The FAO Resident and Humanitarian Coordinator for Nigeria, Matthias Schmale, pointed out that United Nations Children’s Fund (UNICEF), working with government and partners such as MSF and ALIMA, is investing in scaling up preventive nutrition interventions while ensuring that vulnerable children have access to life-saving nutrition services. He further stated: “The food security and nutrition situation across Nigeria is deeply concerning. I have visited nutrition stabilization centers filled with children who are fighting to stay alive. We must act now to ensure they and others get the life-saving support they need.”

Statistics from the National Bureau of Statistics, the annual food inflation in Nigeria surged to 20.6% in June of 2022 from 19.5 per cent in May, due to the cost of such essential commodities as bread and cereals, potatoes, yam, meat, fish, etc. Using a ‘cost of food basics’ analysis that compares the monthly minimum recommended spend on food per adult and average wage in 107 countries, a United Kingdom-based Institute of Development Studies has also placed Nigeria as the second poorest country in the world in terms of food affordability.

The other countries where basic food is least affordable include Syria, Ethiopia, Philippines, Ghana, Indonesia, Algeria, Iran, Uzbekistan and Sri Lanka that has for the past four months been in turmoil with their president forced to flee the country, following weeks of protest over skyrocketing prices of consumables. The minimum recommended amount of food by the World Health Organisation (WHO) for energy needs is based on 12-14 basic items that together would account for 2,100 calories per adult per day.

What can lessen this danger of extreme hunger? There is an urgent need for financial support. In addition to funding, our agricultural and food systems need to be revitalized and transformed in order to, among other things, provide better nutrition. Increased effort from all stakeholders is required to boost food sufficiency and boost nutrition. In addition to feeding people, it’s important to give them the nutrients they need to live a healthy life.

Additionally, Nigeria has been dealing with security issues, particularly in the north-east and middle belt regions. This has had an impact on farming and agriculture in those areas as well, as many people are unable to plant or harvest crops. The high risk of hunger can be decreased if all these security issues are properly resolved.

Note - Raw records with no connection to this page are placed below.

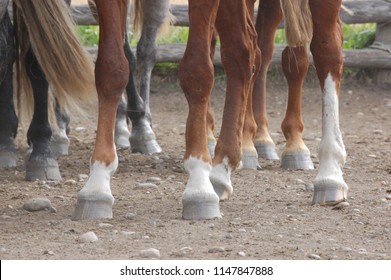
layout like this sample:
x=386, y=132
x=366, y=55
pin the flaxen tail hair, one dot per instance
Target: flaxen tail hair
x=298, y=22
x=47, y=26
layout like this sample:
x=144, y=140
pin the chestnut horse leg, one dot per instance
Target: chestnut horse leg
x=269, y=17
x=95, y=200
x=296, y=155
x=196, y=75
x=241, y=59
x=326, y=48
x=249, y=152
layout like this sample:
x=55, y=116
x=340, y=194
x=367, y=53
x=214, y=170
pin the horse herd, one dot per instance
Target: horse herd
x=53, y=59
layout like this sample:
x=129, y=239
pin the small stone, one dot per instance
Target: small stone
x=105, y=225
x=309, y=187
x=82, y=177
x=80, y=129
x=48, y=252
x=153, y=180
x=150, y=253
x=70, y=182
x=313, y=256
x=88, y=237
x=341, y=205
x=241, y=254
x=216, y=250
x=130, y=216
x=39, y=204
x=146, y=185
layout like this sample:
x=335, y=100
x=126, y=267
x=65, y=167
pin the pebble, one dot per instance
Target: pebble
x=146, y=185
x=309, y=187
x=130, y=216
x=105, y=225
x=313, y=256
x=48, y=252
x=185, y=251
x=150, y=253
x=153, y=180
x=341, y=205
x=70, y=182
x=213, y=250
x=241, y=254
x=88, y=237
x=39, y=204
x=82, y=177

Famine and hunger are also caused by the effects of climate change. Climate change is the term used to describe the long-term rise in atmospheric temperatures. How does climate change impact the availability of food? Floods and droughts brought on by climate change make it harder to produce food. The local food industry can also be severely hampered by erratic rainfall patterns. As a result, access to food is increasingly restricted and priced higher, increasing the likelihood that many people will go hungry.

Burning fossil fuels, such as coal and oil, releases greenhouse gases into the atmosphere, primarily carbon dioxide, and is the main contributor to climate change. If greenhouse gas emissions are not significantly reduced, climate change will significantly worsen hunger and famine, especially in the world’s poorest regions.

It’s also crucial to remember that the first step in stopping the spread of severe food shortages is to start growing food where it’s most needed. In rural areas where people are coping with high levels of food insecurity, prevention of hunger and famine must start there. Where food is most needed, it should be grown there, and animal survival should be prioritized. This can help stabilize and increase local food production in order to prevent a famine outbreak.

It is impossible to overstate how important local and backyard food production is to keeping families alive in more remote rural areas. It is also impossible to overstate the significance of maintaining livestock. Also, just one cup of milk a day can make the difference between life and death.

  • Daniel Ighakpe writes in from Lagos.